Większość małych i poczatkujących firm to specjaliści w swoich dziedzinach,
którzy zaczynają pracę „na swoim”.
Nie ma w tym nic złego.
Wielu z nich prowadzi przez lata swoje mały biznesy, z czasem zatrudniając innych,
ale nie powiększając zbytnio firmy.
Nie ma w tym nic złego.
Jednak z upływem czasu i zatrudnianiem kolejnych osób (jako dodatkowych albo gdy ktoś odchodzi i przychodzi na to miejsce nowa osoba) logiczne staje się postawienie pytania:
Jaka jest Twoja funkcja jako przedsiębiorcy?

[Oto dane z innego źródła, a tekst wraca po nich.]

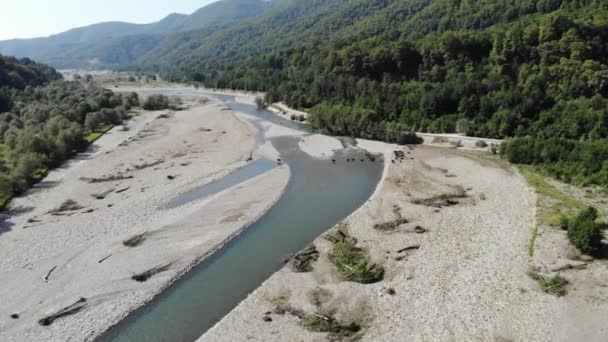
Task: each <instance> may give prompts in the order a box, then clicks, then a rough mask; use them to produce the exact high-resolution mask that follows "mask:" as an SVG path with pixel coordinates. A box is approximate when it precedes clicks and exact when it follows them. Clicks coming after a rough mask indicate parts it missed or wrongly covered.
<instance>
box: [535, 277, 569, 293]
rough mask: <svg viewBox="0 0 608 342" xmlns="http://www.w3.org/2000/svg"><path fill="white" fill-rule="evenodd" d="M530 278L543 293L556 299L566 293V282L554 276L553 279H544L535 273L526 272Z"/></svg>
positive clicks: (564, 280)
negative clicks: (529, 276) (556, 297)
mask: <svg viewBox="0 0 608 342" xmlns="http://www.w3.org/2000/svg"><path fill="white" fill-rule="evenodd" d="M528 276H530V278H532V279H534V280H536V282H537V283H538V285H539V286H540V288H541V289H542V290H543V292H544V293H548V294H550V295H554V296H557V297H563V296H565V295H566V294H567V293H568V289H567V288H566V286H568V284H569V282H568V280H566V279H564V278H562V277H560V276H559V275H556V276H555V277H545V276H543V275H540V274H538V273H536V272H528Z"/></svg>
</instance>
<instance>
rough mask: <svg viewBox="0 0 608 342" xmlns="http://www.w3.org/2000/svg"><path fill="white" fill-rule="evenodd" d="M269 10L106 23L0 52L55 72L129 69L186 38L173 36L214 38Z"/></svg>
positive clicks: (234, 1) (212, 3)
mask: <svg viewBox="0 0 608 342" xmlns="http://www.w3.org/2000/svg"><path fill="white" fill-rule="evenodd" d="M273 5H274V2H269V1H265V0H223V1H218V2H216V3H212V4H210V5H207V6H205V7H203V8H201V9H199V10H198V11H196V12H194V13H192V14H191V15H182V14H177V13H173V14H170V15H168V16H167V17H165V18H164V19H162V20H161V21H158V22H155V23H151V24H130V23H124V22H106V23H99V24H95V25H90V26H85V27H80V28H75V29H72V30H69V31H67V32H63V33H60V34H57V35H53V36H51V37H48V38H36V39H19V40H7V41H0V51H1V52H3V53H6V54H9V55H15V56H28V57H30V58H33V59H35V60H38V61H41V62H44V63H48V64H51V65H53V66H54V67H56V68H61V69H79V68H90V67H91V66H94V67H96V68H100V67H106V66H112V65H114V66H116V65H119V64H130V63H134V62H135V61H136V60H137V59H138V58H140V57H142V56H144V55H145V54H147V53H149V52H150V51H152V50H154V49H156V48H159V47H168V46H174V45H175V44H179V43H181V42H183V41H184V40H185V39H187V38H188V37H189V36H190V35H191V34H192V33H183V34H178V33H179V32H188V31H191V30H200V29H205V30H206V32H214V31H216V30H218V27H222V26H223V25H226V24H229V23H234V22H237V21H241V20H245V19H248V18H254V17H257V16H259V15H261V14H262V13H264V12H266V11H268V10H269V9H270V8H272V7H273ZM207 34H210V33H207ZM92 60H94V61H95V64H93V65H92V64H91V61H92Z"/></svg>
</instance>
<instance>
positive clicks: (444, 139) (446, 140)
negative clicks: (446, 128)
mask: <svg viewBox="0 0 608 342" xmlns="http://www.w3.org/2000/svg"><path fill="white" fill-rule="evenodd" d="M449 142H450V139H448V138H447V137H435V138H433V143H434V144H447V143H449Z"/></svg>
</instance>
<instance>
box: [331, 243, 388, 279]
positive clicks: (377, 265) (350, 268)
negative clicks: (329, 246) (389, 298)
mask: <svg viewBox="0 0 608 342" xmlns="http://www.w3.org/2000/svg"><path fill="white" fill-rule="evenodd" d="M329 259H330V260H331V261H332V262H333V263H334V265H336V267H337V268H338V271H339V272H340V275H341V276H342V277H343V278H344V279H345V280H347V281H352V282H356V283H361V284H372V283H377V282H379V281H382V279H383V278H384V268H382V267H381V266H378V265H369V262H368V260H367V259H368V256H367V253H366V252H365V251H364V250H362V249H361V248H359V247H357V246H356V245H355V244H354V243H353V242H352V241H342V242H338V243H336V244H334V249H333V250H332V252H331V253H330V254H329Z"/></svg>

Czy napisałeś kiedyś misję i wizję swojej firmy?
Czy uwzględniłeś tam jednoosobową firmę szukającą zleceń, w której pracujesz głównie Ty,
bo pozostajesz specjalistą?
Czy raczej opisałeś tam stworzenie marki i określiłeś swoją rolę jako przedsiębiorcy – zarządcy firmy, leadera, menagera?
Przejście od specjalisty do prezesa to czasem długa droga, ale nie jest niemożliwa.
Sama ją przeszłam i choć na początku nie zakładałam, że firma się rozrośnie, to życie samo wrzuciło mnie na takie tory.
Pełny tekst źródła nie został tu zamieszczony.